So far this technique has only been applied for single pass corrections, i.e. transmission experiments or two photon imaging where only the excitation wavefront needs to be corrected.
Here, we demonstrate a dual pass approach where the in- and outgoing wavefront is optimized at the same time. A spatial light modulator is placed near the pupil plane of the objective and a fraction (50% or less) of its pixels are modulated, each at a unique frequency. The illumination light passes over the SLM and is focused onto the sample. The backscattered light is collected by the same objective, passes again over the SLM and is brought to interference with a reference beam (that serves as the coherence gate) at a point detector.
Besides a DC component, the measured signal will be modulated at different frequencies. For the wavefront correction, the following components are of interest:
- 1. light that is modulated on the illumination path (passing over SLM pixels that are modulated) but not on the returning path (passing over the stationary part of the SLM) after it has been scattered by the sample.
- 2. light that is not modulated on the illumination path, but is modulated on the returning path after it has been scattered by the sample.
Components 1 and 2 are modulated at the original drive frequencies of the pixels and contain the desired phase information.
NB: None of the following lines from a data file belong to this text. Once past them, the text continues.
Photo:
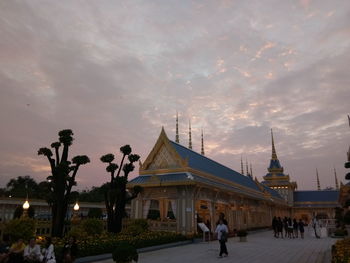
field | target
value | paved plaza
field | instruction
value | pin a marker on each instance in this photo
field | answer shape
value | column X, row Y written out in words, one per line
column 261, row 247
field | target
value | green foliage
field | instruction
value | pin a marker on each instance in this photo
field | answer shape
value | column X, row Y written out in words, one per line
column 347, row 218
column 133, row 230
column 21, row 186
column 66, row 137
column 340, row 232
column 347, row 165
column 85, row 228
column 20, row 228
column 106, row 242
column 92, row 226
column 126, row 149
column 95, row 212
column 153, row 214
column 242, row 233
column 62, row 178
column 125, row 253
column 78, row 232
column 141, row 222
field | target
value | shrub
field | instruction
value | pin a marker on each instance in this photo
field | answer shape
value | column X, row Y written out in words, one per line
column 95, row 212
column 134, row 230
column 125, row 253
column 153, row 214
column 20, row 228
column 92, row 226
column 242, row 233
column 78, row 232
column 341, row 251
column 141, row 222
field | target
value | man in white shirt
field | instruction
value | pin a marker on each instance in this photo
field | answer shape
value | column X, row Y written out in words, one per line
column 222, row 233
column 32, row 252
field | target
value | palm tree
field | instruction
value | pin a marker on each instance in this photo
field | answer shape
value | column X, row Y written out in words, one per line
column 62, row 179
In addition, sum frequencies will occur when light is modulated on both paths (ingoing and outgoing), but assuming a large number of pixels, each sum frequency will be of small magnitude and will be neglected here. Thus the dominant contribution at the detector is the interference of component 1 and 2 with the external reference beam.
The phase information can be determined by performing a temporal Fourier transform of the data acquired by the point detector and analyzing the phase at each pixel drive frequency. The recovered phase values are then displayed stationary on the SLM on the corresponding pixels and another fraction of the SLM is modulated. This procedure is repeated until the phase values for all pixels have been determined .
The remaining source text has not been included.